There is no way of knowing the unknowable, which, as it turns out, is much of what we long to know. But we can dwell in what Berlin calls “the medium,” or “the flow,” “the inexorable power of the present moment.” This is what faith came to mean to Tolstoy. But it was never completely “satisfactory” for a mind seemingly wired to seek rational answers. How could it be? How can it be? This is why some consider Tolstoy to be a nihilist.
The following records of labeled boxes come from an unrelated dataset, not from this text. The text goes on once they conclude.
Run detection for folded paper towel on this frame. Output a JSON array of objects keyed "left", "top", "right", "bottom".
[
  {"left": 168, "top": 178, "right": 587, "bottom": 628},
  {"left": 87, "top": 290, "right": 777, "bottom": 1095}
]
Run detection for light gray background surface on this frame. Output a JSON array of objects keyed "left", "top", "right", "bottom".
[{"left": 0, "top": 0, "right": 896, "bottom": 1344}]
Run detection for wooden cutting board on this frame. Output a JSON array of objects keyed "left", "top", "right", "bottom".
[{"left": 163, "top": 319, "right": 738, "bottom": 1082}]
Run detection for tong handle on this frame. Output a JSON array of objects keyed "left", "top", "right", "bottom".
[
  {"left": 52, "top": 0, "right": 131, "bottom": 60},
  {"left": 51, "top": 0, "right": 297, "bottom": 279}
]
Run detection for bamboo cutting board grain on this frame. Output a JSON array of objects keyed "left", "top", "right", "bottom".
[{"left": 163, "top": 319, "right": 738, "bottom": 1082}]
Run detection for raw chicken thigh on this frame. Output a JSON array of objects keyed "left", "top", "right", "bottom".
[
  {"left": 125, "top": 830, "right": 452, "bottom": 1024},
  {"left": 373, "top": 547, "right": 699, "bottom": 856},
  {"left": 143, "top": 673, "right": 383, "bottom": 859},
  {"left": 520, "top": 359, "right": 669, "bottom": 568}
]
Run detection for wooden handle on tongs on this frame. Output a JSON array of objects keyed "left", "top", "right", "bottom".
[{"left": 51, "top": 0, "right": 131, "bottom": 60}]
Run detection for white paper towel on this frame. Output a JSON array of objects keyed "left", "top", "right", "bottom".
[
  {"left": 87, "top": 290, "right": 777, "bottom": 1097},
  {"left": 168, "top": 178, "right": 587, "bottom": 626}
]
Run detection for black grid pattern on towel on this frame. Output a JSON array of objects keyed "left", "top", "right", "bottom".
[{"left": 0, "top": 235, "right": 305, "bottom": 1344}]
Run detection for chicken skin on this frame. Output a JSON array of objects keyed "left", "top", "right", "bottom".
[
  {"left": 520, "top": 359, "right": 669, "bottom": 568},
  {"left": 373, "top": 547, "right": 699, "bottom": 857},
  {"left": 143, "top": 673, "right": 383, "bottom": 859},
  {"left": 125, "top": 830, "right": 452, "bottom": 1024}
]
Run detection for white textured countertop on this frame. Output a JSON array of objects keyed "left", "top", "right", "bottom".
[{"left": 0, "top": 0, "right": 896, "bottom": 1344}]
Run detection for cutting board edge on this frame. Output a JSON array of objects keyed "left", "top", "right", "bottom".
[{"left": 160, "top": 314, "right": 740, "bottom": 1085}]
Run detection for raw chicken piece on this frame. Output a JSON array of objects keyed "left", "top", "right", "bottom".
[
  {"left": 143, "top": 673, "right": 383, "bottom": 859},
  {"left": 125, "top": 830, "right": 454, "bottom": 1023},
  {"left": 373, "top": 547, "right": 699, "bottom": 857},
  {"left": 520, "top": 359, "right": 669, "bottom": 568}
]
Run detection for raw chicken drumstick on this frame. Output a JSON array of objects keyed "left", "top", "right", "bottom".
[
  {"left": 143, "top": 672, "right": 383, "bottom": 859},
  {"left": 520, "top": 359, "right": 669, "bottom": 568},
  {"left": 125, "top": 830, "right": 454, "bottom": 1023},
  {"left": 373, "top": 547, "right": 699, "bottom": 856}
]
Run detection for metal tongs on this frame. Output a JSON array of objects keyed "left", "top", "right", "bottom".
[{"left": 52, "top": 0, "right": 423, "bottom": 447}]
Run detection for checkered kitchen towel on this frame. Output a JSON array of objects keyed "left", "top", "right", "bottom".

For his part, Berlin saw him as by nature a fox (who knows a great many things) who believed in being a hedgehog (who knows one big thing). It just turned out, to his chagrin, that the one big thing there is to know is unknowable (even, alas, for the hedgehog). While Tolstoy’s spiritual journey parallels that of his fictional alter ego, Levin, the latter’s relatively happy ending represents an idealized version of life that diverged in a big way from the author’s own. As a wealthy landowner and celebrated intellectual known the world over, was always out of his element among the peasant class he so romanticized. He certainly saw his share of tragedy nonetheless. Five of his thirteen children died in childhood. Just as for Ivan Ilyich, no airtight syllogism could make sense of the reality of their deaths. At the end of his own life, Berlin observes,
Tolstoy’s sense of reality was … too devastating to be compatible with any moral ideal which he was able to construct out of the fragments into which his intellect shivered the world, and he dedicated all of his vast strength of mind and will to the lifelong denial of this fact. At once insanely proud and filled with self-hatred, omniscient and doubting everything, cold and violently passionate, contemptuous and self-abasing, tormented and detached, surrounded by an adoring family, by devoted followers, by the admiration of the entire civilized world, and yet almost wholly isolated, he is the most tragic of the great writers, a desperate old man, beyond human aid, wandering self blinded [like Oedipus] at Colonus.
Tolstoy’s spiritual journey is a reminder that faith doesn’t promise the solace of an Answer, or any solace at all in the end, but can, row after row, give us some sustaining work in which, by the sweat of our brows, to lose ourselves in the meantime.